Myriad allegations of rights violations in Turkish prisons have marked the aftermath of last year’s coup attempt as thousands of suspected putschists, political dissidents and journalists landed behind bars. In December, a senior UN official said torture seemed to have been “widespread” in the days after the coup attempt, while reports of ill-treatment have continued to date, including overcrowded wards and denial of medical care and sufficient food.

The story of the overcoat of Cumhuriyet and Al-Monitor columnist Kadri Gursel — detained in late October and still awaiting charges — has made headlines both in the Turkish and foreign media. To help her husband keep warm, Gursel’s wife had to buy several coats before getting the right one as prison authorities rejected coats because of their color, hood or button shapes. Another prominent journalist, Ahmet Sik, was kept in solitary confinement and denied drinkable water for three days, according to his lawyer.
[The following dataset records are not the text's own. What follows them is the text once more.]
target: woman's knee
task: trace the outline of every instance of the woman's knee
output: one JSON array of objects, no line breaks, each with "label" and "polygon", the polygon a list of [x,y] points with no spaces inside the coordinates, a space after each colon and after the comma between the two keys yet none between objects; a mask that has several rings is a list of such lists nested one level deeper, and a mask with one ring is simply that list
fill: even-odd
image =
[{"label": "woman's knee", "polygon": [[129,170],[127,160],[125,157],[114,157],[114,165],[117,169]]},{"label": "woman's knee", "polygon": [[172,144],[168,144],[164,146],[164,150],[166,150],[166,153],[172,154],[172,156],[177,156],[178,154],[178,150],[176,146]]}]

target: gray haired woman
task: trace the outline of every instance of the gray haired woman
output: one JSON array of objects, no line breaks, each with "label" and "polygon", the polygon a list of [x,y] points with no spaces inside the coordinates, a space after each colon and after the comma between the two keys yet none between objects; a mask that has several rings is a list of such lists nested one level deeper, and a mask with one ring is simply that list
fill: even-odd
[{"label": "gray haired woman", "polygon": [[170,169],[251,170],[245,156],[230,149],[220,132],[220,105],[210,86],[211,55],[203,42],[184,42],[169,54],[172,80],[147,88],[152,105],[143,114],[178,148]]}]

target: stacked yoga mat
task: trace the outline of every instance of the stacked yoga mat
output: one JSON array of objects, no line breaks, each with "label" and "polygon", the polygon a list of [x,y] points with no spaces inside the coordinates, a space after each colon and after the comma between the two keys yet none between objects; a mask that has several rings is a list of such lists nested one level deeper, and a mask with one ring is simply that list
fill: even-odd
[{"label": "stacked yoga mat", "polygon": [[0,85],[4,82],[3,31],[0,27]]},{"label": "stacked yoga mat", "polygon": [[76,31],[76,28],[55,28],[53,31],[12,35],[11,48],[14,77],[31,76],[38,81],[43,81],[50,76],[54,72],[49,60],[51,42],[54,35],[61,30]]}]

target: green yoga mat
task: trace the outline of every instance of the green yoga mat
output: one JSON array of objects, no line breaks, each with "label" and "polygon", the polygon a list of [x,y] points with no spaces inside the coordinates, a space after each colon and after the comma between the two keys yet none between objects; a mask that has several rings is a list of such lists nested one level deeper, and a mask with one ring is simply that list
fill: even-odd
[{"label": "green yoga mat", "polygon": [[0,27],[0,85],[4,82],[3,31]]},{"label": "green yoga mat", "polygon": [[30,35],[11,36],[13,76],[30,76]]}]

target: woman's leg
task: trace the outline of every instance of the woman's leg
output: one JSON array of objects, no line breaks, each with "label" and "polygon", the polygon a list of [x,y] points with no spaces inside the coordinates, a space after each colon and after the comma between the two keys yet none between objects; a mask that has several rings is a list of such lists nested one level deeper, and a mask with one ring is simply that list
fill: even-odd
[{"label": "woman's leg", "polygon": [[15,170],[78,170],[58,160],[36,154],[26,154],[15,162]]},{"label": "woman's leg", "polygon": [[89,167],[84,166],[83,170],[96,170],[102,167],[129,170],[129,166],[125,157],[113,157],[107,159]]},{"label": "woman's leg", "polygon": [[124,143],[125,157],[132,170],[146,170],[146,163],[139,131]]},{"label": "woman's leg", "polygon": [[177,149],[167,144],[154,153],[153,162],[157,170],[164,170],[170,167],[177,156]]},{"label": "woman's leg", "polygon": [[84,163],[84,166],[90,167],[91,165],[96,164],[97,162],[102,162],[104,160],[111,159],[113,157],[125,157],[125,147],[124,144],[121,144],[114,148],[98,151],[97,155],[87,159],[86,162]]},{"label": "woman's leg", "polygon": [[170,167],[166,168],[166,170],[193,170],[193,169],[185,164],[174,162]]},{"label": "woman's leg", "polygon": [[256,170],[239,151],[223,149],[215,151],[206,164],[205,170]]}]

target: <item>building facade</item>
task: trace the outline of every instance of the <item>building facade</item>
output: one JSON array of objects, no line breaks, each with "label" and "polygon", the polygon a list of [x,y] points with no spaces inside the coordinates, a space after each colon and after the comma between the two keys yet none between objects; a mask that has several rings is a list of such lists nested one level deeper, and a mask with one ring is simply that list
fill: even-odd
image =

Similar accounts are coming from lawyers and relatives across the country. In Diyarbakir, the largest city of the mainly Kurdish southeast, a man who has a brother in jail told Al-Monitor that the prison authorities barred visitors who wore green or navy clothes, supposedly to tell them apart from prison guards and soldiers. “There was that visitor with a green shirt and they had him take it off and go see his relative half-naked in the middle of the winter. I myself was not allowed to wear a navy coat,” the man said on condition of anonymity. Taking books to inmates is also a problem, he added.

Inmates have complained of strip searches, arbitrary restrictions on the time they can spend in common areas, deliberate cuts of heating and hot water, applications to prison authorities left unanswered, bad and insufficient food, overpriced and out-of-date food at prison canteens, denial of treatment to those who fall sick of that very food and denial of medical care in general.